In this city, as in any just about cyberpunk story, megacorps have taken over the governing role from the state and mixed in their own special brand of fascism, information control, and terror. It’s the future, so there are many future things like cybernetic implants, laser guns, and outlandish hairstyles. The game takes a laissez-faire approach to both exposition and morality. I am free to explore the city, steal things, and kill people, so long as I am able to fight off or escape from the responding security forces. The game does not penalize me for doing bad things, nor does it necessarily reward me for doing good things. I am rewarded for serving my own purposes, which I just kind of make up as I go along. My agents aren’t running the March of Dimes, after all - we’re trying to build a criminal empire.
That’s the real beauty of 'Satellite Reign'. I suppose I could be a kinder, gentler mastermind if I wanted to be, using my agents to fight the forces of tyranny and free the city from its corporate overlords. But I don’t want to do that. 5 Lives has given choice to the player, bundled with a loose framework of missions and customizable system of advancement. The four agents, each possessing a very particular set of skills (probably acquired over very long careers), can be upgraded with advanced equipment, abilities, and implants to assist them in the mean streets of the city. They become better at killing, creeping, and hacking. I could obtain new weapons for them, paying with money I siphoned from ATM machines and researched by ethically dubious scientists with prototypes I stole from some dingy corner of the city. If the agents died, I could flash-clone a replacement easily enough, at the cost of some experience. Each mission can be completed how I see fit - I prefer the sneaky approach, with minimal loss of life, but guns blazing is also an effective strategy. All squad members can assist with all approaches, in their own way.
The Video: Sizing Up the Picture
Another Unity Engine game, 'Satellite Reign' looks good but not great. The art design is rich - the city might as well have been plucked out of 'Blade Runner', with how committed it is to the cyberpunk motif. There are neon lights galore, back alley homeless dens, glitzy strip clubs, and seedy markets. The map is a bit intimidating at first, but it is very detailed and I would not have been able to navigate the labyrinthine streets without it. There are a few issues that crop up during play, like string errors and a long loading time when the game starts.
The Audio: Rating the Sound
One of the Kickstarter’s stretch goals was the hiring of Russell Shaw, a composer and longtime Peter Molyneux collaborator. He’s currently working on the score for the upcoming 'Fable Legends', but managed to come through with an amazing soundtrack for 'Satellite Reign'. It is a baritone, electronic, foreboding delight, and does almost as much for the ambiance as the art design.
Multiple playthroughs can yield different outcomes if you change your philosophy, and the city is malleable and full of people to kidnap and tech to steal. There is enough content here, and enough capacity for outside-the-box thinking, to keep players engaged for quite a while.
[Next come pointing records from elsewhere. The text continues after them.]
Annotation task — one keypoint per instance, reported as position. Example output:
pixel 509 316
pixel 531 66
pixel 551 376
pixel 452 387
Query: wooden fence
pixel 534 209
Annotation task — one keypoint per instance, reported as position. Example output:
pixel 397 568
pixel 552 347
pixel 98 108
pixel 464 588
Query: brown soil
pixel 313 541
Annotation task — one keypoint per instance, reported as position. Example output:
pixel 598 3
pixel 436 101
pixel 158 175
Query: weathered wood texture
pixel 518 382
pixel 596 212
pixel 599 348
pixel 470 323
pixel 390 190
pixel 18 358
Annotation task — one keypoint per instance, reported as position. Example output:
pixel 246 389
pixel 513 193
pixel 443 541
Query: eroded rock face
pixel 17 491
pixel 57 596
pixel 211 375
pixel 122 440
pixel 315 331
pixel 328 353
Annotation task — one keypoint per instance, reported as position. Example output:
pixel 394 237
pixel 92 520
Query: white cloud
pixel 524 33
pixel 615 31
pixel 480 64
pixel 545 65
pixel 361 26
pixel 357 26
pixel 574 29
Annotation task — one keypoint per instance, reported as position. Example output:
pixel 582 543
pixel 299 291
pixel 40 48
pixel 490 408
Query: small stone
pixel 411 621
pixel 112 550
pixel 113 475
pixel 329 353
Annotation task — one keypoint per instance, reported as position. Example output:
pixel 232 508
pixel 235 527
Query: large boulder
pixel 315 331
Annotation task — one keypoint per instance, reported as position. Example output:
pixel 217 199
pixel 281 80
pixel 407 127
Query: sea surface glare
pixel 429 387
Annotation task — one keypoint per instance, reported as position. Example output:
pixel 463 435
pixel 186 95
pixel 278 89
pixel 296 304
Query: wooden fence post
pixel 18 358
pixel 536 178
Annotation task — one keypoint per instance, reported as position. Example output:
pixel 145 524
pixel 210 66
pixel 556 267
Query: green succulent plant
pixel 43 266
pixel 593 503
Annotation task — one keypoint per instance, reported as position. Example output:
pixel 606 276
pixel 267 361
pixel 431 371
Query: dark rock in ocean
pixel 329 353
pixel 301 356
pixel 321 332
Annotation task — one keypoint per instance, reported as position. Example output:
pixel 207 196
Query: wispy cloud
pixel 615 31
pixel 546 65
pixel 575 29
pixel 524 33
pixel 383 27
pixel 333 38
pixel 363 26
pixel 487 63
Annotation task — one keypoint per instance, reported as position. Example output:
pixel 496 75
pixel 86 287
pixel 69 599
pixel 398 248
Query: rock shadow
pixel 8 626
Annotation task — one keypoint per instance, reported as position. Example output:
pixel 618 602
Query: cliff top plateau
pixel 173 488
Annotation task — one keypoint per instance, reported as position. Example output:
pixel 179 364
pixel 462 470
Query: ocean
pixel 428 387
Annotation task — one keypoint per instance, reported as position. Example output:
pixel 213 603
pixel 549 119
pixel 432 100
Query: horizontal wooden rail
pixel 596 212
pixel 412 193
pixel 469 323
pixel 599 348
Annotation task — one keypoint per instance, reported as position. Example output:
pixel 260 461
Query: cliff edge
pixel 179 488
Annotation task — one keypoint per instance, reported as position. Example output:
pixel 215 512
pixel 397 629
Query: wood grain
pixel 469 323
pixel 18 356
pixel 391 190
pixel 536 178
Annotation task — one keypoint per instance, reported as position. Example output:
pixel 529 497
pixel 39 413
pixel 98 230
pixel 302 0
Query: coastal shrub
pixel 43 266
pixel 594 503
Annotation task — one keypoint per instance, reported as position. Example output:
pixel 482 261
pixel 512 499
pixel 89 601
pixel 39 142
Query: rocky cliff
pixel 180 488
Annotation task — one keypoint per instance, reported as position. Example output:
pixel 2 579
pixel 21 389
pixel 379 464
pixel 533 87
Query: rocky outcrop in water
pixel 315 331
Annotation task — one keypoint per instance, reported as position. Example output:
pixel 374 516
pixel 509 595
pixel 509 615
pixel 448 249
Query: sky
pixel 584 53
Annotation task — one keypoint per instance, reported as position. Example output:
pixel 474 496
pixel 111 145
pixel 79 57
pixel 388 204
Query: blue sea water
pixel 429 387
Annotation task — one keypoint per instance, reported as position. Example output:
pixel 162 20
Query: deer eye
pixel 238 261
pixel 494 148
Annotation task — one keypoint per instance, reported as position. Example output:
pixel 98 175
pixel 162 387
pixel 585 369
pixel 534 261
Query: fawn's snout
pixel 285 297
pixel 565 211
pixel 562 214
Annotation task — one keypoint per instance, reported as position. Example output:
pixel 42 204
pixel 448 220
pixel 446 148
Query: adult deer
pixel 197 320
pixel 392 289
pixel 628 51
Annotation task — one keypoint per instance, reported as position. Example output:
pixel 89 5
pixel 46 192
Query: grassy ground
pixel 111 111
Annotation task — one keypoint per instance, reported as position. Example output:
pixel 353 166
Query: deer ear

'Satellite Reign' truly embodies the phrase "spiritual successor". It is very much a modern adaptation of an older title. That is not to say that it is without innovation or not a good game - far from it. 'Satellite Reign' takes the best parts of its source material and expands upon them with modern tech, creating an intoxicating, thickly cyberpunk strategy experience. The degree of freedom available invokes that special kind of PC game that is all-too infrequent these days.